Using the GA4 Page Path Tool
The GA4 Page Path Tool provides insights into user journeys on GOV.UK, allowing you to analyse navigation patterns from specific start and/or end page URLs. The tool is organised into two tabs: the Session Path Tool and the Page Sequence Tool. Built using GA4 ‘page_view’ event data in BigQuery, it updates each morning to include data from the previous day.
Session Path Tool Tab
The Session Path Tool displays complete session journeys, starting from the user’s entry page through to their exit page.
Each row represents a unique session journey. On the right, a count of the number of sessions following each specific journey is displayed.
You are able to use the tool in the reverse - by only submitting a final page URL to view journeys which lead to the final page of user sessions, regardless of starting page.
Additional filters enable you to view data by device type, session length (in terms of page count), and include an intermediary URL if you want to ensure a particular page appears in the session journey.
Page Sequence Tool Tab
The Page Sequence Tool focuses on the most common page sequences originating from a specific URL, regardless of its position in the session.
Each row shows a different sequence of pages visited, starting from your specified page. A count of the sessions that followed each sequence is displayed.
You are able to use the tool in the reverse - by only submitting a final page URL to view journeys which lead to the final page of a page sequence, regardless of starting page.
Similar to the Session Path Tool, this tab includes controls for filtering by device type, session length, and an intermediary URL, ensuring that specified pages appear within the sequence.

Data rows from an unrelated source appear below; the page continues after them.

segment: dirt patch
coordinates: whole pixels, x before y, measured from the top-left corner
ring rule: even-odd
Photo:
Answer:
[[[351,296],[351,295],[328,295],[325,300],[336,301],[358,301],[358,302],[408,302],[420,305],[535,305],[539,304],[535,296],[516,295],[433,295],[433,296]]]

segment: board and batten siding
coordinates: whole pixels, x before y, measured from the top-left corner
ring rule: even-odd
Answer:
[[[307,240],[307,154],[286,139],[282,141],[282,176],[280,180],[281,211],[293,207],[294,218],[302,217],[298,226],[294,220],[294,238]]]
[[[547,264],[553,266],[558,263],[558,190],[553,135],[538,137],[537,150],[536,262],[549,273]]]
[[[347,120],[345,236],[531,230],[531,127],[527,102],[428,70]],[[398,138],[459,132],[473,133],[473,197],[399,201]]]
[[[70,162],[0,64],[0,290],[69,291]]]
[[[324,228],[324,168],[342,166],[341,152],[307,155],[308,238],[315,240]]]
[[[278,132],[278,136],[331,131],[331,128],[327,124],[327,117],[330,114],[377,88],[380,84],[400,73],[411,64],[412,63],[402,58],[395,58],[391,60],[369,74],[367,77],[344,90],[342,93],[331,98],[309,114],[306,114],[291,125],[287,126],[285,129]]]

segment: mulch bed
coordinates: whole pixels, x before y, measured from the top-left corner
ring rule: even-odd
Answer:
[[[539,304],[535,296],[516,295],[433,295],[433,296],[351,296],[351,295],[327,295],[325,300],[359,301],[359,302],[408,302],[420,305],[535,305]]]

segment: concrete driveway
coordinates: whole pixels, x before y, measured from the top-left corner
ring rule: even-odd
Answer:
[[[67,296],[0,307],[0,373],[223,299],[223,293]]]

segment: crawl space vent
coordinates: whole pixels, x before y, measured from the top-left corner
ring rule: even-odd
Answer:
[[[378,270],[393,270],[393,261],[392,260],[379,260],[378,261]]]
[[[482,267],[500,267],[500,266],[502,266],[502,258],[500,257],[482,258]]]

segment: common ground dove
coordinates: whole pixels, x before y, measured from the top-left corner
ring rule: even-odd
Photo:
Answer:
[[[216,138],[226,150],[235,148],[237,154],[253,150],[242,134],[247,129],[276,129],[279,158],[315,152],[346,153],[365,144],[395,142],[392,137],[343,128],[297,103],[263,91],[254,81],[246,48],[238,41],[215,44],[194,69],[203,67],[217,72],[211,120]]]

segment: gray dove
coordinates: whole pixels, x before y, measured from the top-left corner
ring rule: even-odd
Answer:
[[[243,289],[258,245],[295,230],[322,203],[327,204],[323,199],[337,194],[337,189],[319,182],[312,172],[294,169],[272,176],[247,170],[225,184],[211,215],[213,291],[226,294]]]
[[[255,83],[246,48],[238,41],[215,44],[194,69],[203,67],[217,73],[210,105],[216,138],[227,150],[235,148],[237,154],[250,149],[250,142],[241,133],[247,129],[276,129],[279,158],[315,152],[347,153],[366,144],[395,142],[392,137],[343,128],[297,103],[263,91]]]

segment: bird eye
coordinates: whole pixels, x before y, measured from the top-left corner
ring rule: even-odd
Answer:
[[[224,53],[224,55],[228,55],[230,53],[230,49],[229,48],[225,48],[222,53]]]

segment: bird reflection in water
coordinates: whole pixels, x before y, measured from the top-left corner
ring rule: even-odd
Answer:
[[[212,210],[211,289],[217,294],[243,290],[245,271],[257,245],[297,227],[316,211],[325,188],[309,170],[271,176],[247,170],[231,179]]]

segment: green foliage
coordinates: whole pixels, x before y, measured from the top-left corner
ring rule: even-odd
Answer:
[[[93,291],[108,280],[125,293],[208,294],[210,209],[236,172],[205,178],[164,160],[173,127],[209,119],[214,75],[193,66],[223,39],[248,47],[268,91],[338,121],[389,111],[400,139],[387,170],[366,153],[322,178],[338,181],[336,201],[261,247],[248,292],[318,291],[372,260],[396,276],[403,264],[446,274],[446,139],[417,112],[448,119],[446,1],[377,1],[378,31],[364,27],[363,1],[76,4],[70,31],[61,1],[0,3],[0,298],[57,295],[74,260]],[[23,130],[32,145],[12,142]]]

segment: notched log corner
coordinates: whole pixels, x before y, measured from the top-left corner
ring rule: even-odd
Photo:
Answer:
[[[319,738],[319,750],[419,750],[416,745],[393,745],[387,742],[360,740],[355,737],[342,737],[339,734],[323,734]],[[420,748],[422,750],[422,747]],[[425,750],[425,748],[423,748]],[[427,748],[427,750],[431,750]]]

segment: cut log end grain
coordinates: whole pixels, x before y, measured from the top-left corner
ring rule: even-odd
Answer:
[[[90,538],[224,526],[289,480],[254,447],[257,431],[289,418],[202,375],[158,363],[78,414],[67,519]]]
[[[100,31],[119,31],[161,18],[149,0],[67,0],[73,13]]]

Caveats and interpreting the outputs
The GA4 Page Path Tool is designed to indicate the relative frequency of popular session journeys and sequences between specified pages rather than to provide exact counts of session occurrences. Due to the data processing required to build the tool, some sessions may be omitted from the results. This means that the outputs reflect common patterns and trends but are not a complete representation of all sessions.
Other caveats to bear in mind when using the tool are:
- Sessions with user_id values set to ‘false’ are removed from the data
- Sessions containing smart answer journeys are omitted
- For data clarity, sessions featuring consecutive page views within the first five pages are excluded due to limitations with the cleaned_page_location dimension and anomalies in repeat page view events
- Only sessions with 10 or fewer page views are included in the analysis
The code & how it has been built
Find the code here and here which processes data to create structured outputs for both the Session Path Tool and the Page Sequence Tool.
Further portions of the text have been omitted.